La lettre de ''L'Express''

À propos d'une première greffe réalisée sur une jeune leucémique : montre que les conditions de travail des chercheurs français sont mauvaises
Que se passe-t-il donc autour de l'opération dont nous ayons publié la semaine dernière le récit, effectuée sur une petite fille leucémique que nous continuerons à appeler ici Françoise T... ?
S'il ne s'agissait d'une affaire aussi grave, il y aurait de quoi sourire. Un jour, nous pourrons peut-être dire pourquoi il convenait à certains de la tenir secrète, et d'où vient la mauvaise humeur avec laquelle ceux-là ont accueilli notre article. Un jour, on saura peut-être pourquoi la réussite de la greffe, réalisée sur les atomistes yougoslaves et considérée dans le monde entier comme un remarquable exploit français, n'a pas fait plaisir à tout le monde.
Rassurons en tout cas dès à présent nos confrères imparfaitement informés qui s'alarment, tel le chroniqueur médical du « Figaro », telle la chroniqueuse médicale du « Monde », devant « les commentaires fantaisistes, les articles plus ou moins exacts », et qui réclament que « l'on permette aux hommes de science de poursuivre des essais dans le silence et la dignité ». Et rassurons surtout leurs lecteurs.
Le récit publié par « L'Express » était d'une exactitude rigoureuse. Au cours de sa conférence de presse, le professeur Jean Bernard a répondu à quelqu'un qui lui demandait :
— Enfin, cet article comporte-t-il des erreurs, oui ou non ?
— Il en comporte sûrement !
Et allez donc ! Nous attendons que l'on nous dise lesquelles. La dignité des journalistes a autant de prix que celle des médecins, des mineurs ou des comptables.
Nous possédons d'autre part une lettre du père de Françoise T... nous remerciant « de n'avoir laissé subsister aucune indication permettant d'identifier les personnes en cause ».
Enfin, c'est à croire qu'ils n'ont jamais eu un enfant — ou un adulte — gravement malade, ceux qui osent parler du « calvaire qu'impose l'espoir ».
N'espérez pas, surtout ! Désespérez. Le plus tôt sera le mieux. C'est tellement plus simple, vite fait, et moins coûteux !
Ah ! qu'il est donc aisé de se résigner au malheur des autres.
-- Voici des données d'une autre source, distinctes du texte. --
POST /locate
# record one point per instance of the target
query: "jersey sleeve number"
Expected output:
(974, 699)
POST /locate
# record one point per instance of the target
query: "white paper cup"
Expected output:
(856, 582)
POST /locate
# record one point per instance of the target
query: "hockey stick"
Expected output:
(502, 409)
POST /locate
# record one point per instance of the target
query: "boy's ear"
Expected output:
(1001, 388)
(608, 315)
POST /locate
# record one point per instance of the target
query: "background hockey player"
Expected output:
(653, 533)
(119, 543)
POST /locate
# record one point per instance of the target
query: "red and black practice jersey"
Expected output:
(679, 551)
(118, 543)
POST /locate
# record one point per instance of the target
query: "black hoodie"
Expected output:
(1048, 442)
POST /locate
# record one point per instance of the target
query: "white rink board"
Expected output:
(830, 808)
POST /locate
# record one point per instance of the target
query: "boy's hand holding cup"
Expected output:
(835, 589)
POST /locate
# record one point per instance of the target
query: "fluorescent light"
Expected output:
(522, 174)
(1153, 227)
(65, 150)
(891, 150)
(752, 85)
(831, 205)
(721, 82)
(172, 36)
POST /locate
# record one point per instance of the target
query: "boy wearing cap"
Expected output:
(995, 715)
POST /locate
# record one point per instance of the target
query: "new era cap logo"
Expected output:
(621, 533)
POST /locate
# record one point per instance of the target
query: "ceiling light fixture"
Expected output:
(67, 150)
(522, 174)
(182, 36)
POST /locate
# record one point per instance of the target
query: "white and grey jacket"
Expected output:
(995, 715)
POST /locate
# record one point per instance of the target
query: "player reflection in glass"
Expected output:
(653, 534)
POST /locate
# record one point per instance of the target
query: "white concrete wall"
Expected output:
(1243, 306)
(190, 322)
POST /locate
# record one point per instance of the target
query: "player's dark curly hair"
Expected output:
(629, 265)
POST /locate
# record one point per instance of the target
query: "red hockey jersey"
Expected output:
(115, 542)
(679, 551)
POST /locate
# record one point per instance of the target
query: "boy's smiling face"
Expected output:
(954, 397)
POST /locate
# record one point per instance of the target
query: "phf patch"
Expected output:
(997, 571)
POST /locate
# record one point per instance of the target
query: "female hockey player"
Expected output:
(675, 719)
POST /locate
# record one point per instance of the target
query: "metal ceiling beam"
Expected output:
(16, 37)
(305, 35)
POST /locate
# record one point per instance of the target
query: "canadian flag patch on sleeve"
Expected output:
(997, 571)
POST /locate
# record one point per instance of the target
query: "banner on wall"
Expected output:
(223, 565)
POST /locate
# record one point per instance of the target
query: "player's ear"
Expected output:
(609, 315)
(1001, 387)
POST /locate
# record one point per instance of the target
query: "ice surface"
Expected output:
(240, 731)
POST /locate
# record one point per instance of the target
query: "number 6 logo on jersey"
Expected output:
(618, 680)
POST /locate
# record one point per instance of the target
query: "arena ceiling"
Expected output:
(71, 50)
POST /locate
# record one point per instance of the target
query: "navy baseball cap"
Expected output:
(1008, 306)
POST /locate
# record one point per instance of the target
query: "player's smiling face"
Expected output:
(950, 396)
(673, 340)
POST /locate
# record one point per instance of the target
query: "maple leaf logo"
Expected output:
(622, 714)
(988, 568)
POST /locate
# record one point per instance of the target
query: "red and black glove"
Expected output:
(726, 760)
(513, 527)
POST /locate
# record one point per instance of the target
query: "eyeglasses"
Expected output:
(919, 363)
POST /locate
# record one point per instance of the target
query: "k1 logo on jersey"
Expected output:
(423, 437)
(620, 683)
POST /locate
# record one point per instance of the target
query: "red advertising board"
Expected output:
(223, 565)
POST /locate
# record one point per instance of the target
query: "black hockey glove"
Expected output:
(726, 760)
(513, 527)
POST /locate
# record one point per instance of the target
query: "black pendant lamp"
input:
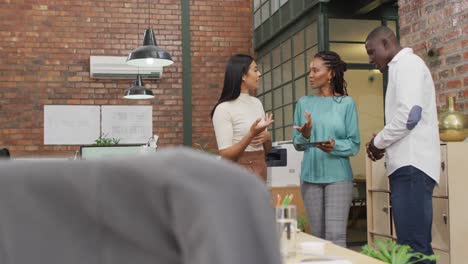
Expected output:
(138, 90)
(149, 54)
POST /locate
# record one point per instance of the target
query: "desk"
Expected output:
(330, 250)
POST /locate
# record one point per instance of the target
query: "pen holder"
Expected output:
(286, 227)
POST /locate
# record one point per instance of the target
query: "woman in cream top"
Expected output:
(239, 119)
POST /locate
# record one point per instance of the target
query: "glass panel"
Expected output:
(287, 93)
(257, 19)
(288, 133)
(288, 115)
(267, 103)
(276, 77)
(366, 87)
(299, 88)
(276, 56)
(286, 50)
(311, 35)
(392, 25)
(256, 4)
(351, 53)
(298, 42)
(299, 65)
(274, 6)
(267, 81)
(278, 97)
(265, 12)
(287, 71)
(278, 117)
(350, 29)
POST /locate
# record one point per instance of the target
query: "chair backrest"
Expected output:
(176, 206)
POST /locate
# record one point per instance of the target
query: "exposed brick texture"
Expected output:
(44, 59)
(441, 27)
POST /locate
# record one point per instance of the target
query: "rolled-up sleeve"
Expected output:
(350, 145)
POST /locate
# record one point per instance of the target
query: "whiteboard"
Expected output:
(71, 124)
(130, 123)
(106, 152)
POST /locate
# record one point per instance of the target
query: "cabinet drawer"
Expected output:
(444, 257)
(441, 189)
(440, 224)
(381, 213)
(379, 180)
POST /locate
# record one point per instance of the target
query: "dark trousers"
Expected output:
(411, 199)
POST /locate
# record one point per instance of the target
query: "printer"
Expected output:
(283, 165)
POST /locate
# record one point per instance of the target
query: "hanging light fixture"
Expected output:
(149, 54)
(138, 90)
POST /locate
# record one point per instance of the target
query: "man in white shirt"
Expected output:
(410, 138)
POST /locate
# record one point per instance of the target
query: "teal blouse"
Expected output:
(332, 117)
Mais l'espoir, aussi ténu soit-il, la lutte, aussi inégale soit-elle contre la mort, c'est justement ce qui le rend tolérable, ce calvaire !
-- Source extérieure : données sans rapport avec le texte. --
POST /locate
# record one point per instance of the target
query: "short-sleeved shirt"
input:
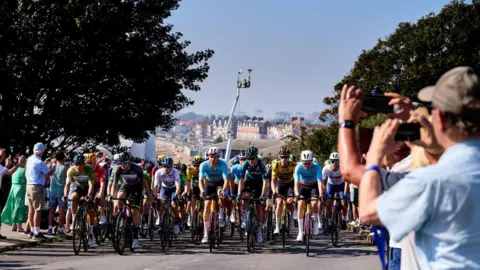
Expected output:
(167, 180)
(132, 176)
(237, 173)
(332, 177)
(254, 173)
(283, 174)
(192, 176)
(308, 177)
(219, 174)
(444, 200)
(36, 170)
(80, 178)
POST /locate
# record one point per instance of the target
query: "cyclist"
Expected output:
(168, 179)
(308, 180)
(100, 179)
(81, 180)
(255, 172)
(283, 184)
(334, 183)
(213, 176)
(132, 187)
(192, 186)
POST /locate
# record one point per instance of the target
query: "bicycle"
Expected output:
(336, 219)
(251, 227)
(307, 223)
(124, 227)
(80, 227)
(214, 232)
(196, 230)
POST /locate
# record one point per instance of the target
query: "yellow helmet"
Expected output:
(91, 158)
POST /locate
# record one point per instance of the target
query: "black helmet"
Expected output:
(124, 157)
(252, 151)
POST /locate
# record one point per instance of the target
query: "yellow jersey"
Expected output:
(192, 176)
(283, 174)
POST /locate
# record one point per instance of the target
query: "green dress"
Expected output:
(16, 211)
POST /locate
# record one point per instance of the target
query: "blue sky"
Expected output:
(298, 50)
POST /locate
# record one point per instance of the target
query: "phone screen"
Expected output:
(377, 104)
(408, 132)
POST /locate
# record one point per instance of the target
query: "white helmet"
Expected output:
(334, 155)
(213, 150)
(306, 155)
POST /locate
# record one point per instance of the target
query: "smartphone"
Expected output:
(408, 132)
(377, 104)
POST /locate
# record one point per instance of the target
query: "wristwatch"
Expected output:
(347, 124)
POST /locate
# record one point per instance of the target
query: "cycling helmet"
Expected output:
(148, 167)
(91, 158)
(306, 155)
(167, 162)
(252, 151)
(284, 151)
(79, 158)
(334, 155)
(124, 157)
(213, 151)
(197, 160)
(234, 162)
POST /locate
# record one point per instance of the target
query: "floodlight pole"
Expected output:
(241, 84)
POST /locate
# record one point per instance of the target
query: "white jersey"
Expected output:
(169, 180)
(332, 177)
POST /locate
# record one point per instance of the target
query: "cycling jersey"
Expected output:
(80, 179)
(167, 180)
(257, 173)
(283, 174)
(192, 176)
(308, 177)
(219, 174)
(237, 173)
(132, 176)
(332, 177)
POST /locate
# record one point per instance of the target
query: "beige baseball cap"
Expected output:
(456, 92)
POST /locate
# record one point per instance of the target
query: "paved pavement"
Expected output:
(350, 254)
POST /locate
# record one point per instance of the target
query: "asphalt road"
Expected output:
(350, 254)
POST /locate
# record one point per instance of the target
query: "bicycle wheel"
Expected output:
(308, 232)
(77, 232)
(120, 234)
(335, 227)
(151, 223)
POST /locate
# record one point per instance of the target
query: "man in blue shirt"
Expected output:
(213, 176)
(308, 180)
(439, 202)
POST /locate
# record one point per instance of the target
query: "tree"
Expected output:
(83, 73)
(219, 139)
(415, 55)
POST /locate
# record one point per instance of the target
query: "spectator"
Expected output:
(15, 211)
(4, 171)
(35, 173)
(443, 197)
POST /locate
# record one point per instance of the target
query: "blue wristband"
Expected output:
(373, 168)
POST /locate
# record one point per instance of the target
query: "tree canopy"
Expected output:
(83, 73)
(415, 55)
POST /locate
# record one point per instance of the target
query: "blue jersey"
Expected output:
(237, 172)
(257, 173)
(308, 177)
(220, 173)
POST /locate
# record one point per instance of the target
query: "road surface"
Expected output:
(350, 254)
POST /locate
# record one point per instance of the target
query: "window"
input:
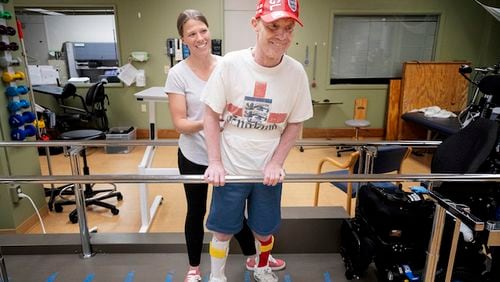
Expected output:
(79, 42)
(371, 49)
Souhaitons aux inventeurs de cette belle formule de n'avoir jamais à s'entendre dire qu'il n'y a plus d'espoir pour ceux qu'ils aiment.
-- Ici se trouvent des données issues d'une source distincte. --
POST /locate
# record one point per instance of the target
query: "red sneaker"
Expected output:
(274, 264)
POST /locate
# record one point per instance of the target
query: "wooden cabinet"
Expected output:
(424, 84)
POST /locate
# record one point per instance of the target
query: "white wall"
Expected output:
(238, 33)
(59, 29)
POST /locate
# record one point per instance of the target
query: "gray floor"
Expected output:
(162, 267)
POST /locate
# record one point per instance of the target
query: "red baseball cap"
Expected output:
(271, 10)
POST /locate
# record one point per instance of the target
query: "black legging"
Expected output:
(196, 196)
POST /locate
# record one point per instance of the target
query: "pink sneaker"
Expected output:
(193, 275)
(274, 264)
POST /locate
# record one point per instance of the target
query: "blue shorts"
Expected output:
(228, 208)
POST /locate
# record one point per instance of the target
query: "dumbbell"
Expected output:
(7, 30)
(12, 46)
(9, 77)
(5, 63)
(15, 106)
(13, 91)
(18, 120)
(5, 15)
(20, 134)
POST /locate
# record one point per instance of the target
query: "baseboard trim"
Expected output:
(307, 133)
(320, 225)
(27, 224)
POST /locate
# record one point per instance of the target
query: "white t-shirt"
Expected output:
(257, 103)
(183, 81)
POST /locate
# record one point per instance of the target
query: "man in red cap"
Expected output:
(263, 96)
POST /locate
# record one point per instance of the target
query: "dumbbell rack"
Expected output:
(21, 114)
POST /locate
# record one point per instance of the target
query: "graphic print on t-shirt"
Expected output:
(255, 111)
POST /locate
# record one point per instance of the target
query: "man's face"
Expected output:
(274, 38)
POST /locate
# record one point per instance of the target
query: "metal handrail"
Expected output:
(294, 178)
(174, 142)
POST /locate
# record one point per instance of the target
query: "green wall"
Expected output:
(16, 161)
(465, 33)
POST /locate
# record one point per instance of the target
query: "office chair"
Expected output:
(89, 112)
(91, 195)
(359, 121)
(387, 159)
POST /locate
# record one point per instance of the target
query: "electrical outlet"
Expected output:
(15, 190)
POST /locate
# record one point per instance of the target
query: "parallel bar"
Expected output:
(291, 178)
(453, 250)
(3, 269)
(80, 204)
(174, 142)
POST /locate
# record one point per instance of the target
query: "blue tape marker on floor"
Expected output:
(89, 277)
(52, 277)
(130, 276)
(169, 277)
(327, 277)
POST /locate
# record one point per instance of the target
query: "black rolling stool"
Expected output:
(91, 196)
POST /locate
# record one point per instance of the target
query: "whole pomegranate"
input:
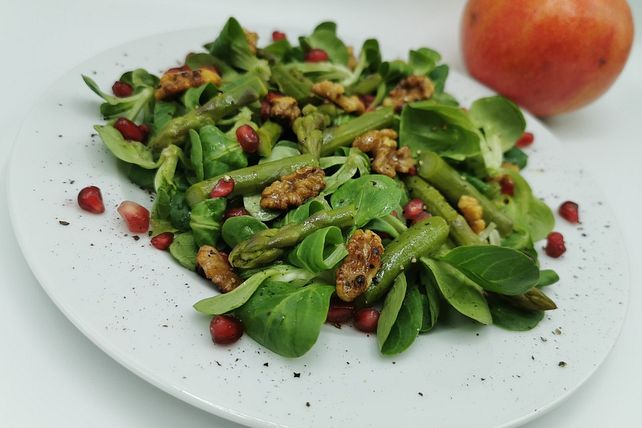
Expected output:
(550, 56)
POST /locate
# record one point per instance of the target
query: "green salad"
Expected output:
(310, 184)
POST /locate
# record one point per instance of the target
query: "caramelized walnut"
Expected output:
(361, 264)
(382, 145)
(176, 81)
(472, 212)
(294, 189)
(334, 92)
(412, 88)
(211, 264)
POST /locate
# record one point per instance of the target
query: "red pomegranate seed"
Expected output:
(90, 199)
(235, 212)
(162, 241)
(413, 208)
(316, 55)
(122, 89)
(277, 36)
(570, 211)
(129, 130)
(247, 138)
(555, 246)
(525, 140)
(366, 319)
(222, 188)
(339, 312)
(421, 217)
(225, 329)
(136, 216)
(507, 185)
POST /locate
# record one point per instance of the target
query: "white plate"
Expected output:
(136, 303)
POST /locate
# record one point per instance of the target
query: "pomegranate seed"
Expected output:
(421, 217)
(129, 130)
(277, 36)
(555, 244)
(222, 188)
(136, 216)
(162, 241)
(570, 211)
(413, 208)
(144, 128)
(316, 55)
(235, 212)
(247, 138)
(122, 89)
(366, 320)
(339, 312)
(90, 199)
(507, 185)
(525, 140)
(225, 329)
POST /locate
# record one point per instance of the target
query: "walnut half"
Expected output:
(362, 263)
(382, 145)
(211, 264)
(294, 189)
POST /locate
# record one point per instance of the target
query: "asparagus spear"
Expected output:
(250, 180)
(421, 239)
(266, 246)
(343, 135)
(449, 182)
(460, 231)
(242, 92)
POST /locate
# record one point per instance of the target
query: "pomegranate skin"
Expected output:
(548, 56)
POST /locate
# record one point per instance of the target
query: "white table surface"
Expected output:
(51, 375)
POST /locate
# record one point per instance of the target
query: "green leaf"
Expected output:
(528, 212)
(373, 196)
(286, 319)
(407, 325)
(214, 152)
(206, 220)
(502, 124)
(423, 60)
(238, 229)
(390, 310)
(430, 301)
(252, 204)
(356, 161)
(196, 97)
(223, 303)
(184, 249)
(319, 251)
(459, 291)
(126, 150)
(444, 129)
(547, 277)
(498, 269)
(511, 318)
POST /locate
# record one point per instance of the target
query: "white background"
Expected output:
(51, 375)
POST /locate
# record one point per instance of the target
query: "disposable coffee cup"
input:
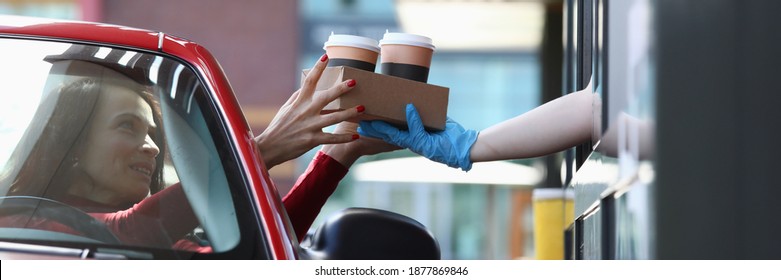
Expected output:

Il nous reste à préciser certains détails à propos de l'opération tentée sur Françoise T..., qui, pour expérimentale qu'elle soit, a donné des résultats assez satisfaisants pour que les médecins de l'hôpital Saint-Louis n'aient pas hésité à la renouveler depuis sur deux petites leucémiques de cinq ans.
1) Des injections de plaquettes sont nécessaires pour prévenir, le risque d'hémorragie chez les malades irradiés, en attendant que la greffe prenne.
Or, il n'existe à Paris que trois centrifugeuses qui permettent la préparation de ces plaquettes. Pour en user, il faut que les médecins courent à travers les hôpitaux, obtiennent ici ou là d'un camarade un tour de passe-passe, et emploient — en bref — le système D.
Est-ce là ce que l'on appellerait en France « travailler dans la dignité » ?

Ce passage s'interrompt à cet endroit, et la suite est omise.